Mac Pro - no expandable memory per Gurman

dada_dave · Mar 12, 2023

Yoused said:
10E ±38? That is PF large/small. The observable universe is ~9E+26 meters; the Planck length is 1.6E-35 meters. If you need values exceeding those, wth are you calculating? FP32 is weak in mantissa, but its range is pretty damn wide.

Very small probabilities that need to be integrated over a wide range of possibilities … the difference between 10E-39 and 0 becomes important.

dada_dave · Mar 12, 2023

dada_dave said:
Very small probabilities that need to be integrated over a wide range of possibilities … the difference between 10E-39 and 0 becomes important.

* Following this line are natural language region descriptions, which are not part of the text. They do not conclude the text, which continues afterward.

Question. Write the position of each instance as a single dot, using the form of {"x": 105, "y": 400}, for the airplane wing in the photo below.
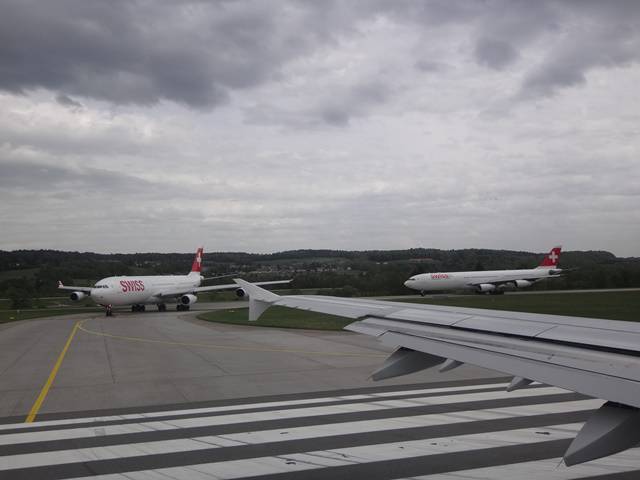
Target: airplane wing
{"x": 596, "y": 357}
{"x": 175, "y": 292}
{"x": 86, "y": 290}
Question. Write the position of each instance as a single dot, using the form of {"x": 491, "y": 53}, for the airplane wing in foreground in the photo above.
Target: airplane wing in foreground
{"x": 595, "y": 357}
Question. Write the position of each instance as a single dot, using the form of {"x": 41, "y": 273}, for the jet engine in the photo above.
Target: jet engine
{"x": 486, "y": 287}
{"x": 188, "y": 299}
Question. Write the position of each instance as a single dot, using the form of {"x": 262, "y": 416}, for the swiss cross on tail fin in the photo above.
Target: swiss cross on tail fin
{"x": 551, "y": 259}
{"x": 196, "y": 267}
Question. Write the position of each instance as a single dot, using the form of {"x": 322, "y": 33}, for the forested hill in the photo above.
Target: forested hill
{"x": 349, "y": 272}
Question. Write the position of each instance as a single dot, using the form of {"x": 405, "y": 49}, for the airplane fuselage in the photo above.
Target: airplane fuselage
{"x": 472, "y": 280}
{"x": 125, "y": 290}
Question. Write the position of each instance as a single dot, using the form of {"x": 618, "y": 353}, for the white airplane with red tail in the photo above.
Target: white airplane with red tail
{"x": 493, "y": 282}
{"x": 154, "y": 290}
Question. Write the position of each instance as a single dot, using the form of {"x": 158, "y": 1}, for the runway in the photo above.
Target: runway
{"x": 152, "y": 358}
{"x": 457, "y": 430}
{"x": 166, "y": 396}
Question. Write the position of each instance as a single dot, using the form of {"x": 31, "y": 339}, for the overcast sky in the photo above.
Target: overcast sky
{"x": 263, "y": 126}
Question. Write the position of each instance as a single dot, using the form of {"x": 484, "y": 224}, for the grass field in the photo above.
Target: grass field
{"x": 609, "y": 305}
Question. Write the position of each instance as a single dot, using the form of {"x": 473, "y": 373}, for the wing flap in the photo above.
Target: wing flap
{"x": 590, "y": 383}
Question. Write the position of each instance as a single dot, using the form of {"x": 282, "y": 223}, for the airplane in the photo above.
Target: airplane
{"x": 155, "y": 290}
{"x": 493, "y": 282}
{"x": 595, "y": 357}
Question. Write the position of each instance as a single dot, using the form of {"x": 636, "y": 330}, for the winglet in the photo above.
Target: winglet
{"x": 259, "y": 298}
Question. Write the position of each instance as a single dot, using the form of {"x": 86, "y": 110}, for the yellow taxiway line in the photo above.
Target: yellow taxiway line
{"x": 52, "y": 376}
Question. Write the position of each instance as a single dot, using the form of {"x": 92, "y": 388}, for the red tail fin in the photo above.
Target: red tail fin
{"x": 197, "y": 262}
{"x": 551, "y": 260}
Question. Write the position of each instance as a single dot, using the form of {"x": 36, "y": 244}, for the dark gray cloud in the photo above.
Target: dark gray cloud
{"x": 41, "y": 177}
{"x": 142, "y": 52}
{"x": 590, "y": 35}
{"x": 68, "y": 101}
{"x": 494, "y": 53}
{"x": 196, "y": 53}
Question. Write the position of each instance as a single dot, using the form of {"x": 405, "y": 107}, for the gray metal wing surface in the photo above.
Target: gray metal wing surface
{"x": 595, "y": 357}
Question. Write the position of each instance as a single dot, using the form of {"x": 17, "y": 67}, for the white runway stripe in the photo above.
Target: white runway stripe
{"x": 39, "y": 436}
{"x": 350, "y": 456}
{"x": 247, "y": 406}
{"x": 276, "y": 435}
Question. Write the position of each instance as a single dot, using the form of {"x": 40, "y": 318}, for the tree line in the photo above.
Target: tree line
{"x": 34, "y": 273}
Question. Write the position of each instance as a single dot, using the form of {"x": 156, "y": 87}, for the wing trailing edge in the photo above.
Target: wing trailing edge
{"x": 595, "y": 357}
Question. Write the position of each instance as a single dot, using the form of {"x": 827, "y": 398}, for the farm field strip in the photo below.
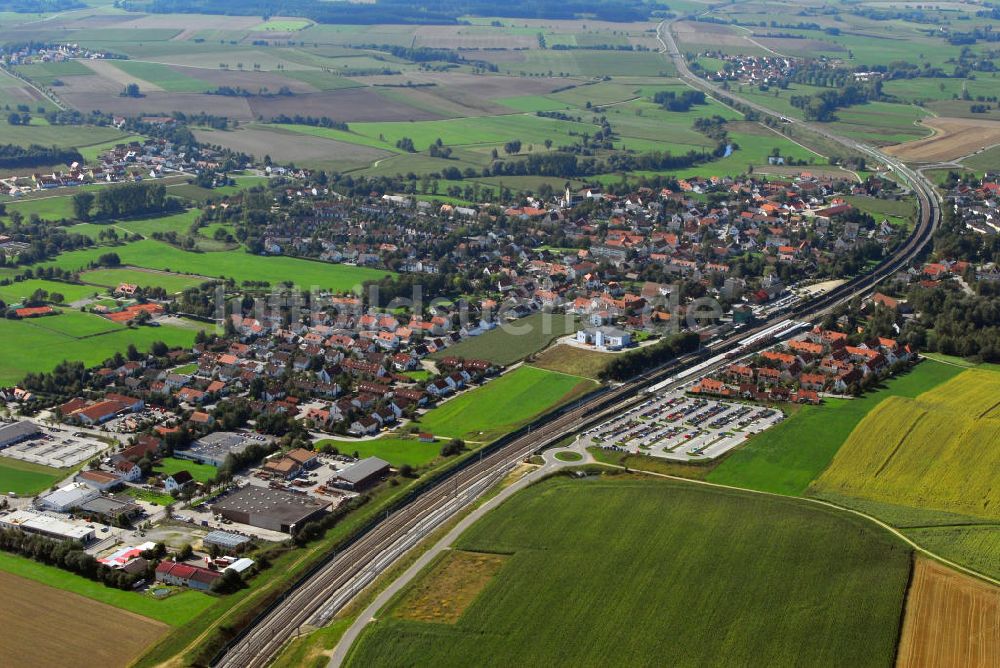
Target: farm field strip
{"x": 685, "y": 548}
{"x": 502, "y": 404}
{"x": 239, "y": 265}
{"x": 932, "y": 451}
{"x": 77, "y": 627}
{"x": 951, "y": 620}
{"x": 787, "y": 458}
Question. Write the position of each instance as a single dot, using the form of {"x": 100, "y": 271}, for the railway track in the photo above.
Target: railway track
{"x": 360, "y": 561}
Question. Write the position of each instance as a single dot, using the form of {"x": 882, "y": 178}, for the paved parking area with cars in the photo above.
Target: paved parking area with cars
{"x": 58, "y": 448}
{"x": 675, "y": 426}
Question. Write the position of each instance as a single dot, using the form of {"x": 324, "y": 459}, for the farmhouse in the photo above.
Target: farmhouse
{"x": 184, "y": 575}
{"x": 269, "y": 508}
{"x": 608, "y": 338}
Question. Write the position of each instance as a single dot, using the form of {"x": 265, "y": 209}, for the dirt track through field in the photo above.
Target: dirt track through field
{"x": 44, "y": 626}
{"x": 951, "y": 620}
{"x": 953, "y": 138}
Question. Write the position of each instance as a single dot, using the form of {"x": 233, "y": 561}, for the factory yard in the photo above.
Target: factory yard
{"x": 675, "y": 426}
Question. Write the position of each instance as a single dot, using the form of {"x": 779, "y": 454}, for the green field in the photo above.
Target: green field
{"x": 789, "y": 456}
{"x": 163, "y": 76}
{"x": 156, "y": 498}
{"x": 46, "y": 73}
{"x": 175, "y": 610}
{"x": 57, "y": 135}
{"x": 395, "y": 450}
{"x": 935, "y": 451}
{"x": 502, "y": 404}
{"x": 112, "y": 278}
{"x": 39, "y": 344}
{"x": 485, "y": 130}
{"x": 643, "y": 572}
{"x": 513, "y": 341}
{"x": 572, "y": 360}
{"x": 236, "y": 264}
{"x": 200, "y": 472}
{"x": 25, "y": 478}
{"x": 16, "y": 292}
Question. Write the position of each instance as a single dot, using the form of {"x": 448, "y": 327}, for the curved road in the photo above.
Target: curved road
{"x": 342, "y": 575}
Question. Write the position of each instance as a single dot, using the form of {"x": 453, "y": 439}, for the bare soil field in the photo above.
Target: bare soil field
{"x": 162, "y": 103}
{"x": 953, "y": 138}
{"x": 63, "y": 628}
{"x": 249, "y": 80}
{"x": 711, "y": 33}
{"x": 447, "y": 37}
{"x": 190, "y": 22}
{"x": 285, "y": 146}
{"x": 350, "y": 104}
{"x": 92, "y": 21}
{"x": 797, "y": 47}
{"x": 951, "y": 620}
{"x": 451, "y": 587}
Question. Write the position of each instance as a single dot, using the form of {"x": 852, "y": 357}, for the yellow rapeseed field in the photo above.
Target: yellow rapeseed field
{"x": 939, "y": 451}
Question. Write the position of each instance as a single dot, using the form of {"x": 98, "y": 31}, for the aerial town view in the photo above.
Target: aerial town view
{"x": 385, "y": 333}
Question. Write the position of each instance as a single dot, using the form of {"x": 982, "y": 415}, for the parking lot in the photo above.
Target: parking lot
{"x": 681, "y": 428}
{"x": 58, "y": 448}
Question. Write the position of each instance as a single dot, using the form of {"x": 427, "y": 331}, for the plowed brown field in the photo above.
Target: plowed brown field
{"x": 951, "y": 620}
{"x": 953, "y": 138}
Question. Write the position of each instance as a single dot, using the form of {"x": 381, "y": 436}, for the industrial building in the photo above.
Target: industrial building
{"x": 45, "y": 524}
{"x": 184, "y": 575}
{"x": 225, "y": 540}
{"x": 215, "y": 447}
{"x": 110, "y": 510}
{"x": 362, "y": 474}
{"x": 269, "y": 508}
{"x": 67, "y": 498}
{"x": 17, "y": 432}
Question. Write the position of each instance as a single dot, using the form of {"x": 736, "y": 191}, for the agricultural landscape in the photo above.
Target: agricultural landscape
{"x": 400, "y": 333}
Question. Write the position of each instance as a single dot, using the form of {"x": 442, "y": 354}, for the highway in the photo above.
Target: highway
{"x": 319, "y": 595}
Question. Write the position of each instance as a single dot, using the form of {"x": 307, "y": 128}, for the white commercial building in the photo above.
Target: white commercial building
{"x": 44, "y": 524}
{"x": 67, "y": 498}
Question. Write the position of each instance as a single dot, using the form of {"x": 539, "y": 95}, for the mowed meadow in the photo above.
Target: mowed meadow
{"x": 503, "y": 404}
{"x": 39, "y": 344}
{"x": 236, "y": 264}
{"x": 651, "y": 572}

I should clarify that the actual probabilities being integrated over were bigger than 10E-39 (well most of the time) but during the calculation of those probabilities various sub calculations could be smaller and the normal trick of taking logs to avoid this wouldn‘t really work given the structure of the calculations.

theorist9 · Mar 12, 2023

Yoused said:
10E ±38? That is PF large/small. The observable universe is ~9E+26 meters; the Planck length is 1.6E-35 meters. If you need values exceeding those, wth are you calculating? FP32 is weak in mantissa, but its range is pretty damn wide.

If you'd like some toy examples showing how you can get such small numbers (which may have nothing to do with GPU computing, but are at least mathematically concrete), consider:

g(x) = x^6
g(10^–6) = 10^–36

f(x) = x^2/2 + cos(x) – 1
f(10^–9) ≈ 4 * 10^–38

dada_dave · Mar 12, 2023

theorist9 said:
If you'd like some toy examples showing how you can get such small numbers (which may have nothing to do with GPU computing, but are at least mathematically concrete), consider:

f(x) = x^2/2 + cos(x) – 1
f(10^–9) ≈ 4 * 10^–38

g(x) = x^6
g(10^–6) = 10^–36

However if f and g are intermediate values a good trick can be to calculate the log instead and the reconvert when you have a larger number. There are various versions of this trick and it won’t always be practical depending on what you’re doing, but it can help with both precision and range for very small and very large numbers.

theorist9 · Mar 12, 2023

dada_dave said:
However if f and g are intermediate values a good trick can be to calculate the log instead and the reconvert when you have a larger number. There are various versions of this trick and it won’t always be practical depending on what you’re doing, but it can help with both precision and range for very small and very large numbers.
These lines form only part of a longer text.